Beyond ROP: Industry taking systems view to drilling optimization
Better sensors and simulations that integrate real-time downhole data are being used along with torque-limiting devices and intelligent drilling systems
By Katie Mazerov, Contributing Editor
Optimized drilling once meant drilling farther and faster to achieve high rates of penetration (ROP) using efficient, cutting-edge technologies and approaches like pad drilling. Today, with oil prices remaining low, that need for speed has given way to a more balanced approach, with operators taking a step back and a wider view of downhole drilling optimization.

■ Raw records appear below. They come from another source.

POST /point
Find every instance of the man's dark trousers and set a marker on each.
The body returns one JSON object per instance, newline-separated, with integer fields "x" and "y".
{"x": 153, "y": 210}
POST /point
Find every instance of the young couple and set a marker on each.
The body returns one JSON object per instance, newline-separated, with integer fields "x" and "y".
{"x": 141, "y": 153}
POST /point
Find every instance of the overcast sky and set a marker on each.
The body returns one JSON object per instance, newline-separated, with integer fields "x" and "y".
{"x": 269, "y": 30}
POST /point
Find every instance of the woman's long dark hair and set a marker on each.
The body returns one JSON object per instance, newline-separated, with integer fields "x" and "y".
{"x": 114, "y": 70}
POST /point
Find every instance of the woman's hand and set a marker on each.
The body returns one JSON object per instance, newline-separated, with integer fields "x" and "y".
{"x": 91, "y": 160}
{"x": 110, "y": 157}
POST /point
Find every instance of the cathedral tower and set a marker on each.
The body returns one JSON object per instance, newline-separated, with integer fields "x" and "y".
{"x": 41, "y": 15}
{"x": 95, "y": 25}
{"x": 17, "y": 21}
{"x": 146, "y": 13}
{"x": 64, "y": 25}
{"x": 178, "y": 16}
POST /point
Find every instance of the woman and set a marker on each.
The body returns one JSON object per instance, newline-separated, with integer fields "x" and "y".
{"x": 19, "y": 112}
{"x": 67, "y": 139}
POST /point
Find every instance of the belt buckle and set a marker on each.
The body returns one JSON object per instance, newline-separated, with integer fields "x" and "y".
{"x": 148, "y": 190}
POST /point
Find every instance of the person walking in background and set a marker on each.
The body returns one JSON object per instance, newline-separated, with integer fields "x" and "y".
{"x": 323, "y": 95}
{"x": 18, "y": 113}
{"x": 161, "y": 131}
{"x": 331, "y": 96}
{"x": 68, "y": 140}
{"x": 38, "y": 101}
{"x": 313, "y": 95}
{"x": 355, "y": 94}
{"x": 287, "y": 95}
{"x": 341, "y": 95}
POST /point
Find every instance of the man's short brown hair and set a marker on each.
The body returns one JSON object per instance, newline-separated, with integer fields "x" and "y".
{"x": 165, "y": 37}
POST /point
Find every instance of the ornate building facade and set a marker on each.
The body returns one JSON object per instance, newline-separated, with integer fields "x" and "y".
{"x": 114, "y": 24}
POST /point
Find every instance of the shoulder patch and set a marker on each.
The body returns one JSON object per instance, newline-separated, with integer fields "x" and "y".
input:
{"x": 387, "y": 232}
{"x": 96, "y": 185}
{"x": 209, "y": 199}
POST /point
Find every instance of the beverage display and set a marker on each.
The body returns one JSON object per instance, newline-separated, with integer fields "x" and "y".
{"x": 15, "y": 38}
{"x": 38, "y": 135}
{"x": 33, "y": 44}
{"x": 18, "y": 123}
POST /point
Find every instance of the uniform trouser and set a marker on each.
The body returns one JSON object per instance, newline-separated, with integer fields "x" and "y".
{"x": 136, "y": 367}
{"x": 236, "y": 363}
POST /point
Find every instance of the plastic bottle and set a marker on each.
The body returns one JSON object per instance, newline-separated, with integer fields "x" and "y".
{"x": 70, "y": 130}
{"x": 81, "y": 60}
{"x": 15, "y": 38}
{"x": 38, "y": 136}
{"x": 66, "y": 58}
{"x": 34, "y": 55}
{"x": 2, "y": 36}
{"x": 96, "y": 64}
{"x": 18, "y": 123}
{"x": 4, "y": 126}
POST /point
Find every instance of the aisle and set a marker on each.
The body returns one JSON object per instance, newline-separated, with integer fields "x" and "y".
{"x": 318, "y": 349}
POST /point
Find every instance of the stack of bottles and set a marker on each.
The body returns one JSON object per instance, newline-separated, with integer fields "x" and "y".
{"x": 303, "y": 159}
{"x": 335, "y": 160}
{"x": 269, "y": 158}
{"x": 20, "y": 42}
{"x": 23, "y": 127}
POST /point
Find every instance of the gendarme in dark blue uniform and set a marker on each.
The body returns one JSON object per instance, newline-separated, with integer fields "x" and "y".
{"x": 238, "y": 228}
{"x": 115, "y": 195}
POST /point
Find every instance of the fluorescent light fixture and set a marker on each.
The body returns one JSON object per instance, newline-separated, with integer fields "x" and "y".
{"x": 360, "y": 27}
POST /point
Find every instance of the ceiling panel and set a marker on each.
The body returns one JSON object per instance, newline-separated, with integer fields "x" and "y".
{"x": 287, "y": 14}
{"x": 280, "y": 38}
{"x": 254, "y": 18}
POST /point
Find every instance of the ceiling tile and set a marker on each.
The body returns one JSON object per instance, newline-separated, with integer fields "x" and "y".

Click here to watch a video interview with Jon Rhodes, Drilling Services Business Development Manager for Baker Hughes, on the company’s new drilling optimization service.
Sophisticated sensors, significantly improved data management and analysis, automated systems that take humans out of the loop and real-time monitoring are helping drillers to manage costs and gain efficiencies. ROP and efficiency are still important – yet, utilizing data more effectively to understand the drilling process and to extend bit and equipment life and reduce the number of trips downhole are also critical to increasing well value and maximizing assets.
“With the downturn, operators are shifting from the mantra of ‘drill, baby, drill’ – maximizing ROP at the expense of other parameters – to a focus on drilling consistently to reduce time to reach total depth (TD), optimizing every stage and preventing tool damage,” said Liam Lines, Research Engineer for Weatherford Drilling Services and 2016-2017 SPE Distinguished Lecturer. He defines downhole drilling optimization in four key categories:
• High-quality sensors and measurements to improve drilling efficiency but also to prevent tool damage and mitigate downhole vibration and shock;
• Simulations and models that integrate torque-and-drag, shock and vibration and hydraulics to gain more meaning from downhole data and engineer out problems before they occur;
• Downhole tools, such as torque-limiting devices and shock subs, to prevent stick-slip and shock in conjunction with intelligent drilling systems, such as top drives and auto-drillers;
• Training crews to interpret large amounts of complex data and downhole situations and increased use of automated systems that take humans out of the loop or tell drillers what actions to take.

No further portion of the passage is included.